In many ways, the Reds are in a bizarre situation. They are fourth in the Premier League, four points clear of fifth-placed Chelsea and the same distance behind Manchester United who occupy second spot, and they’re into the quarter-finals of the Champions League.
However, last weekend’s disappointing showing at Old Trafford sees Jürgen Klopp’s team tasked with showing their mettle to bounce back from disappointment. They can’t dwell on a defeat at this stage of the season, not when a top-four finish is far from certain.
The visitors scored a last-minute goal on the opening day of the season to deny Liverpool all three points. The Reds have improved since then and Watford have changed head coach, but it won’t stop Klopp feeling as though he owes the Hornets after being stung by them.
Javi Gracia replaced the under-fire Marco Silva in January and things have quickly improved at Vicarage Road. In the six games under their new manager they’ve picked up ten points which has seen them climb away from the relegation zone and into tenth. They are now conceding just the one goal per game, a marked improvement on 1.83 under Silva.
But, as shown during last Sunday’s 3-0 defeat at Arsenal, old habits do die hard. The Gunners’ first goal was simple. A free-kick from Watford’s right was powerfully headed home by Shkodran Mustafi. It was the 14th set-piece goal Watford had conceded this season – the second highest in the Premier League behind only Brighton and Hove Albion (16).
While this remains a weakness for Gracia’s men it’s become something of a key part of Liverpool’s attacking arsenal over recent weeks.
There was, at one point in a time, a running joke to suggest Liverpool should just forfeit taking corners because they’d used up a decade worth of goals during the 2013/14 season. For love nor money, the Reds just couldn’t convert corner kicks.
It had been a similar story this season. A Football Whispers feature in February detailed the winners and losers when it came to corner kicks in the Premier League. Liverpool, at the time, converted just 2.52 per cent of theirs into goals – only seven teams had worse records.
But in recent weeks, Virgil van Dijk has changed the game completely for the Merseysiders. The world’s most expensive defender is a ball magnet and looks likely to score whenever he ventures forward for a corner.
He caused Newcastle United all kinds of problems and should have found the back of the net against José Mourinho‘s side last weekend. He’s only scored the one goal since his move in January – the winner against Everton on his debut – but it’s only a matter of time before he’s celebrating another.
When looking at stats on Football Whispers’ analytics hub, van Dijk’s xG90 (expected goals scored per 90) total is twice what it was while he was at Southampton. It’s now at 0.14 which, for context, is better than a number of the midfielders Klopp has at his disposal.
Watford, who have seen the opposition covert 6.21 per cent of their corners this season, must be fearful of the Dutch international dominating them in their own penalty area.
However, while defending set pieces is a weakness for Gracia’s men, they’re a threat on the counter attack and this may be how they do some damage to Liverpool on Saturday.

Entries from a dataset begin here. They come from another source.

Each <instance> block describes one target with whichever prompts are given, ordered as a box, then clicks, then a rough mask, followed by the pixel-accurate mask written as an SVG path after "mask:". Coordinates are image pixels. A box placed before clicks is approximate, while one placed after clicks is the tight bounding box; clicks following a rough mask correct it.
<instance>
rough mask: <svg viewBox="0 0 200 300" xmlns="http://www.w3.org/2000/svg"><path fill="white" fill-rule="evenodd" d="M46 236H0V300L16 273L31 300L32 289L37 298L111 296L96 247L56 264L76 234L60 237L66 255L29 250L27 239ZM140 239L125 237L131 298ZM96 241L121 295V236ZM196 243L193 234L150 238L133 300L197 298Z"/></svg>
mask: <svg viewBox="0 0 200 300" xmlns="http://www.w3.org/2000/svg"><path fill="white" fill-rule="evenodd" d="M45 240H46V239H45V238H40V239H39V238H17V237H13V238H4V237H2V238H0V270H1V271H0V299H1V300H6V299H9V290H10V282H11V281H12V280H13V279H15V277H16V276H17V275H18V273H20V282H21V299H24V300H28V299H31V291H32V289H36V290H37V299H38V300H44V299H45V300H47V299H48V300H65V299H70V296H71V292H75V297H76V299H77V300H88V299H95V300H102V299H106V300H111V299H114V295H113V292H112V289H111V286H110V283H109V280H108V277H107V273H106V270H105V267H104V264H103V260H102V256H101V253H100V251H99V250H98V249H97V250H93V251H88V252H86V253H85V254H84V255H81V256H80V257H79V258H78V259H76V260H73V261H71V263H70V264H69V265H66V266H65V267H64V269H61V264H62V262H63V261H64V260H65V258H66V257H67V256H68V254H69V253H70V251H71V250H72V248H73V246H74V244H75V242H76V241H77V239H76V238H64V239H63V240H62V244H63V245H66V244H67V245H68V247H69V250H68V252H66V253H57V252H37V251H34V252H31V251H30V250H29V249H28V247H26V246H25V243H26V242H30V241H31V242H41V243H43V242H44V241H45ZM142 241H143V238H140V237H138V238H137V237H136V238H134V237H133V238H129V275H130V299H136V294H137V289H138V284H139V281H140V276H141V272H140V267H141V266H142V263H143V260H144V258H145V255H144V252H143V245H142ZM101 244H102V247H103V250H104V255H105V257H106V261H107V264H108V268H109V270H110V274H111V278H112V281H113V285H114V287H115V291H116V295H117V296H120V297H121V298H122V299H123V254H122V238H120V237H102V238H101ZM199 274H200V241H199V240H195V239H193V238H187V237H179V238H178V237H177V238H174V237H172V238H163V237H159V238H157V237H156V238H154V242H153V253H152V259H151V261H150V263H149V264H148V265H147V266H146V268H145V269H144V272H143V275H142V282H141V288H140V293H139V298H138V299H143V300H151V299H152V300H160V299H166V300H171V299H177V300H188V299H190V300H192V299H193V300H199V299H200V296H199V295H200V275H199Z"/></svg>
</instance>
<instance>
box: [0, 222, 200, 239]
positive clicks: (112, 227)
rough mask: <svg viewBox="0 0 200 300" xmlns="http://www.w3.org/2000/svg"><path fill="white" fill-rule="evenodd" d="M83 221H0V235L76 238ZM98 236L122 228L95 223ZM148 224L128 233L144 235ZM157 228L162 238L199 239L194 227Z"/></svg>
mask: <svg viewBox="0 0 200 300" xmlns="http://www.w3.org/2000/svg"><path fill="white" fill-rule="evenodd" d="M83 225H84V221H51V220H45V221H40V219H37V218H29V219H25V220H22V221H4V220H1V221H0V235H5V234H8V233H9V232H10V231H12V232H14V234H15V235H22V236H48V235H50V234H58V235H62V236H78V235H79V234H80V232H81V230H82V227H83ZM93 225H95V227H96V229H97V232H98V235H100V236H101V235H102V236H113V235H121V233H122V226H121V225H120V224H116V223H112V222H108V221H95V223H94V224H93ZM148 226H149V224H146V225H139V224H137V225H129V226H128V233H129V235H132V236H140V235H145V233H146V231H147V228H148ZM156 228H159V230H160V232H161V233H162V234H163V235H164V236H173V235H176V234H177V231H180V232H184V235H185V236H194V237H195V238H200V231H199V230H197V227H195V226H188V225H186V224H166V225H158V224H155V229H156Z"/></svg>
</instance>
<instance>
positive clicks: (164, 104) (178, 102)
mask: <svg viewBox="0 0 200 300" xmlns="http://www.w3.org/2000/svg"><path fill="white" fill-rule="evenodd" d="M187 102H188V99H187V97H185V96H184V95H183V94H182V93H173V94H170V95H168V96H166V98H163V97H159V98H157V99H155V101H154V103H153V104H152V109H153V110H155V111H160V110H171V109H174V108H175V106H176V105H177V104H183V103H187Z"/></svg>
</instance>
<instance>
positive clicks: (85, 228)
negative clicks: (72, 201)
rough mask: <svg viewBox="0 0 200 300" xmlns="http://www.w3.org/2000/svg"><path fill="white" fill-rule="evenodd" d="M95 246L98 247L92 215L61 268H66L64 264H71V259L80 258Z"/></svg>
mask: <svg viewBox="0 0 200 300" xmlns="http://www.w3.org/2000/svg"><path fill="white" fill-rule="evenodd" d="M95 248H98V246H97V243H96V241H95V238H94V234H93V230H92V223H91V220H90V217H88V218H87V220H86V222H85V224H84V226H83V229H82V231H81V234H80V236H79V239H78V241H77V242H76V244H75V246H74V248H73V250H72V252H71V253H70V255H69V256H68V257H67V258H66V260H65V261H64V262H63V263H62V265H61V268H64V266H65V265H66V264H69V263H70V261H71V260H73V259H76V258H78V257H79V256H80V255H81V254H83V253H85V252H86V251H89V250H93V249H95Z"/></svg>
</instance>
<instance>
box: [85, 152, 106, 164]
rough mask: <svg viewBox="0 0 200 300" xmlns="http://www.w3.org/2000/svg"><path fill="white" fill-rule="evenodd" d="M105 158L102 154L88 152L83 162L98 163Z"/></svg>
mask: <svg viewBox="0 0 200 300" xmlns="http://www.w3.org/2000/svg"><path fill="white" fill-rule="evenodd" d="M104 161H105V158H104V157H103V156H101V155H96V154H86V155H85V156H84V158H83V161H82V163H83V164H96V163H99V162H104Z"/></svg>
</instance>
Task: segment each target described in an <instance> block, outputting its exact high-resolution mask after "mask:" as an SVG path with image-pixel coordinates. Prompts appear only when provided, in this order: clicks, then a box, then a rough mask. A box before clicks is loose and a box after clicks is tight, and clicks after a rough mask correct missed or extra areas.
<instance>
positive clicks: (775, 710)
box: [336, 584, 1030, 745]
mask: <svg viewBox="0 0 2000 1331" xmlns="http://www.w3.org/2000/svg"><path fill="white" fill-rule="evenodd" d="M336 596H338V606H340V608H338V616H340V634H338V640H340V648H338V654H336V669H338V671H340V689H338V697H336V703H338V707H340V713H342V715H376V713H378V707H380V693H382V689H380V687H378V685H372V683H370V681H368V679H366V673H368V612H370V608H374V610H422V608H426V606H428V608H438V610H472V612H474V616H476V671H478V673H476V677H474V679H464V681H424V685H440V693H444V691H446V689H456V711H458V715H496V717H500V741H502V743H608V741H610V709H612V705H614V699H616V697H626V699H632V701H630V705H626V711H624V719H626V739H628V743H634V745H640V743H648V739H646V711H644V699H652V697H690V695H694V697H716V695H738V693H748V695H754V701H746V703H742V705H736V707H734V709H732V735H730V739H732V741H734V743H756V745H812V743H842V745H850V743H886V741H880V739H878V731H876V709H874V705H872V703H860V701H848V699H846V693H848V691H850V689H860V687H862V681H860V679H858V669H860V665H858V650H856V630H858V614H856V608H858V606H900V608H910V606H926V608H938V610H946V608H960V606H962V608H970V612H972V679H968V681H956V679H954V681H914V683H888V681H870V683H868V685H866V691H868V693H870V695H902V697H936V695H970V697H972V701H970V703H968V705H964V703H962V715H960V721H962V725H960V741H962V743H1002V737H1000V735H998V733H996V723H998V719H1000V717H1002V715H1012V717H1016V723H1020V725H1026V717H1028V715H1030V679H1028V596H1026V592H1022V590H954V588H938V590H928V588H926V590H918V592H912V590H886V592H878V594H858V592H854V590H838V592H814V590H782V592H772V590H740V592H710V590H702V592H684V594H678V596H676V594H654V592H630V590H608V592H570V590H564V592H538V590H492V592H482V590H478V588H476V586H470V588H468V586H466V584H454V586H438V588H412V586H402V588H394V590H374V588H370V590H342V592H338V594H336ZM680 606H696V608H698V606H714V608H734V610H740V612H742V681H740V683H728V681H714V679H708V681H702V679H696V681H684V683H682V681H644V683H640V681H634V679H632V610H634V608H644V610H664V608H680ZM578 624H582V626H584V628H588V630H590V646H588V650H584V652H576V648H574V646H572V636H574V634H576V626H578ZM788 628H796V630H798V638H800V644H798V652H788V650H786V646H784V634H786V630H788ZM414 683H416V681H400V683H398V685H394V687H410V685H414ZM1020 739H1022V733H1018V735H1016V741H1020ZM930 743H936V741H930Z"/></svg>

Richarlison, a player many Liverpool fans would like to see at Anfield, is dangerous when given space. He’s been out of form recently but still managed to cause Arsenal a number of problems.
The Reds have improved defensively since van Dijk’s arrival. Their xGA (expected goals against) tally has dropped from 1.13 to 0.79. The opposition are creating fewer high quality chances and it coincides with Loris Karius and van Dijk coming into the starting XI.
It might not seem like a huge difference but over the entire season it’s a 14-goal swing.
When dictating the tempo, the Reds now look like a solid team. But when the ball is quickly played forward and Klopp’s team have’t been able to transition from attack to defence they still struggle. It was evident in the loss to United last weekend.
All it took for the home side to score was two long kicks. Going direct and playing on the counter might not seem like they go hand in hand but both tactics look to bypass the midfield and nullify the press. The aim is to get the ball into the forward areas as quickly as possible.
Not many teams have someone as physical as Romelu Lukaku but in Richarlison Watford have a player who wins 3.9 aerial duels per 90 minutes, 0.4 more than the former Everton man. The Brazilian is also comfortable in the channels which drags centre-backs into those areas and exploits teams centrally.
Gracia can also call upon Troy Deeney (7.1 aerial duels won per 90) and Stefano Okaka (4.2 aerial duels won) who gave the Reds a torrid time on the opening day of the season. If they want to go down the United route then they could pose Dejan Lovren or Joël Matip a few issues.
This fixture might not be as straightforward as many Liverpool fans think. It’s on Klopp to ensure their winless streak of two games doesn’t make it three.